Everyone who delves into a scene outside the mainstream has their own kind of Dante’s Inferno, a journey deeper into the bowels of their newfound community and lifestyle that holds such wondrous attraction. My first plunge on that trip occurred somewhere late 2003, almost half a lifetime ago. It was the release of Dance of Death by Iron Maiden, though I had been primed by popular bands such as Rammstein and System of a Down, and my father’s extensive classic rock collection before that. Soon I found myself rocking out to the unprecedented brutality of Children of Bodom and Norther, diving headfirst into the world of melodic death metal. Listening to No Return, I’m transported back to those halcyon days, despite never hearing the French band before picking The Curse Within from the promo bin.
And it would have been far from impossible for me to hear them, because they got their start all the way back in ‘89 when my heart was scarcely beating, let alone my head banging.

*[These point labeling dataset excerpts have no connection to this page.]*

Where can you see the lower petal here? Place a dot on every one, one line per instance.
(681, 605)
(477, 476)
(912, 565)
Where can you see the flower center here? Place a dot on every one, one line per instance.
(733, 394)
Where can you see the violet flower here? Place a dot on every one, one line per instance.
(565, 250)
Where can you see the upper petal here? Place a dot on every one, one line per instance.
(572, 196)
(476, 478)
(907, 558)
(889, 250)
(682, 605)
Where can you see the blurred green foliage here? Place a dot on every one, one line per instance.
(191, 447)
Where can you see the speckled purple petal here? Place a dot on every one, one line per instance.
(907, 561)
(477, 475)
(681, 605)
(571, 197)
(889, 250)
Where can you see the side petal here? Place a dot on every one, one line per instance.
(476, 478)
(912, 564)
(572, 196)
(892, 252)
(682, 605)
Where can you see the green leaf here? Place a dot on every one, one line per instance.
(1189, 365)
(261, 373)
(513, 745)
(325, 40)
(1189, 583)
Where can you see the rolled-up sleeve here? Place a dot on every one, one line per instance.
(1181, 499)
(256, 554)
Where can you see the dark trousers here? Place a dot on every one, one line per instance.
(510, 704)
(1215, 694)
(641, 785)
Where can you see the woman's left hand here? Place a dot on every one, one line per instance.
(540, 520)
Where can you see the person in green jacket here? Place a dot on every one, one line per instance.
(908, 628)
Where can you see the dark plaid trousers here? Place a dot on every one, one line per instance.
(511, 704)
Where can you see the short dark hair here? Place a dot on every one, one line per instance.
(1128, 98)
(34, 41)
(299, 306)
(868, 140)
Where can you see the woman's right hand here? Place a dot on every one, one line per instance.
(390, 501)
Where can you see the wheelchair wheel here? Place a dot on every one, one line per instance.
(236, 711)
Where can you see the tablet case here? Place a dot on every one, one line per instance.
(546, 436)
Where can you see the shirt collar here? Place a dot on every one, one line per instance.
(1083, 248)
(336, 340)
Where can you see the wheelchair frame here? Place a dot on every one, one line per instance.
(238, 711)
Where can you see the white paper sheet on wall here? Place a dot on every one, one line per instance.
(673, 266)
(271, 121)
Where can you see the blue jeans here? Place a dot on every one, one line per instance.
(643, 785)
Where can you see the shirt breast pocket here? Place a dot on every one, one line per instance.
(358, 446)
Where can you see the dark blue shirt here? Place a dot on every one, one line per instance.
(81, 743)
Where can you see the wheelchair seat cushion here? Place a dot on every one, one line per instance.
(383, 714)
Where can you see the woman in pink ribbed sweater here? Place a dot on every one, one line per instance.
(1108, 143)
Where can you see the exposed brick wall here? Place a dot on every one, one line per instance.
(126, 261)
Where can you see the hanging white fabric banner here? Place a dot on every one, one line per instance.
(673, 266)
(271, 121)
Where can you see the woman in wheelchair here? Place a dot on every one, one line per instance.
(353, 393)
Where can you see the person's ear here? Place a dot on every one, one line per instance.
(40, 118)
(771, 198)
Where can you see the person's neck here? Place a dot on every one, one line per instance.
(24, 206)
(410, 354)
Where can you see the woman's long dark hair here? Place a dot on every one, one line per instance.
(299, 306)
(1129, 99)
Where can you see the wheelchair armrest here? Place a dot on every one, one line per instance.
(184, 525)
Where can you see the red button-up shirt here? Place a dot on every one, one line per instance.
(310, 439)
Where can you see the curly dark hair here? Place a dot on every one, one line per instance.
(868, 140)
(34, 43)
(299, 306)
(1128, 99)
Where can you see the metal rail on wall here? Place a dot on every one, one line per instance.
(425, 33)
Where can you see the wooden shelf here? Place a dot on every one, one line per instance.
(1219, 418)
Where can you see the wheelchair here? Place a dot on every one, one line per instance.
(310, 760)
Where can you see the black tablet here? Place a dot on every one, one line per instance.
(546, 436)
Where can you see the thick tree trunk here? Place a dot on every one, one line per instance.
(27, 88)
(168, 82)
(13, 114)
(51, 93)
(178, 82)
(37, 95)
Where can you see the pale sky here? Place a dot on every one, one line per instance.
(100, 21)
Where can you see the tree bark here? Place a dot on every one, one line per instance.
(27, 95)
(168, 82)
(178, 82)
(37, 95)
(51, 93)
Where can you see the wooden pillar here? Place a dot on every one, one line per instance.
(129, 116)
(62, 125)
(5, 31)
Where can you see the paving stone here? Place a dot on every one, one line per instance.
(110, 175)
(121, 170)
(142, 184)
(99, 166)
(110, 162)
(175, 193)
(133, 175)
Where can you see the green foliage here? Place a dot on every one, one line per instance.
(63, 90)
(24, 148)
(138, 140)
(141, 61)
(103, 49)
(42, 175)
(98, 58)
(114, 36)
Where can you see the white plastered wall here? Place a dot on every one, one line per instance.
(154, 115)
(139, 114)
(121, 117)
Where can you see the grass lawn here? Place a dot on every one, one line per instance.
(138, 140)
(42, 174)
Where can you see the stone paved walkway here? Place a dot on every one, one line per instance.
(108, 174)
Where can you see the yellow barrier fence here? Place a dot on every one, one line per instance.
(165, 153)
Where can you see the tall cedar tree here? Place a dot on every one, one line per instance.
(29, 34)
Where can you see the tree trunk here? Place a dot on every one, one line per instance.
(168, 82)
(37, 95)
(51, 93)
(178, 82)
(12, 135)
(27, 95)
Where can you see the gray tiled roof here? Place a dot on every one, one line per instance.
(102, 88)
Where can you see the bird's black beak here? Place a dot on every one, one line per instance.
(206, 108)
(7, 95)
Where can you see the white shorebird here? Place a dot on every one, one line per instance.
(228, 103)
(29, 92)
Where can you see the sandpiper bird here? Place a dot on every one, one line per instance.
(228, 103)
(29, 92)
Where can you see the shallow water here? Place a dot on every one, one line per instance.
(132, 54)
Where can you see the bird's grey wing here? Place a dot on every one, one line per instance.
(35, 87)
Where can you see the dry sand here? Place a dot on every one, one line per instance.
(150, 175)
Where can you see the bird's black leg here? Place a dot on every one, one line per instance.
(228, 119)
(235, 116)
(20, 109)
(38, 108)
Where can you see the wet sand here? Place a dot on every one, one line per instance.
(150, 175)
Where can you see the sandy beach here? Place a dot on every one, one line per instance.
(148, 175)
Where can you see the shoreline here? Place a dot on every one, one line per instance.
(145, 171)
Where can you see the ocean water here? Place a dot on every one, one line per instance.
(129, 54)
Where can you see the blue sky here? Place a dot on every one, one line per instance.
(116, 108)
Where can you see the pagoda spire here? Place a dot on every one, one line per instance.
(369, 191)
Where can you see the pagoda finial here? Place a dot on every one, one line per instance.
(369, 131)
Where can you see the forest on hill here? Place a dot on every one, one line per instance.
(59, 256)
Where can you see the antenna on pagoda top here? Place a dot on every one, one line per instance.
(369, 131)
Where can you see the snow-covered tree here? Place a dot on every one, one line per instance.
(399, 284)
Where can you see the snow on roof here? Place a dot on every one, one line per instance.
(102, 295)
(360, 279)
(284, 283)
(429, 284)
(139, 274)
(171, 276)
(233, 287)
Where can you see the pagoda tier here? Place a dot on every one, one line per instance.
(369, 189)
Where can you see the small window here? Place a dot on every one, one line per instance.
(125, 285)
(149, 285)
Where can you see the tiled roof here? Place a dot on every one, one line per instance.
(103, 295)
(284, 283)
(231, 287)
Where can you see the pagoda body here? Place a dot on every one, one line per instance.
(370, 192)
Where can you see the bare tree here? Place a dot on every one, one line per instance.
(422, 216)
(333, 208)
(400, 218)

Almost three decades of worming through death and thrash metal, undergoing the rise and fall of melodic death, No Return in 2017 reminds most of Frailty–era The Duskfall, with highly melodic songwriting and a thrashy edge in the riffs. The tracks fly by at a confident mid-to-high tempo, featuring a strong medium-pitch growl and frantic fretwork following a Helloween recipe. The second half of the album slows the train down a notch, with the Dark Tranquillity despondency of “Just Passing Through” and the shimmering Insomnium riffs on the chorus of “Memory Turns to Ashes.” The album closes on a high note with “Serpent’s Curse,” featuring a catchy undulating lead and tight drumming with the energy of an opening single, finishing with the slow melancholic wailing of the dual guitars.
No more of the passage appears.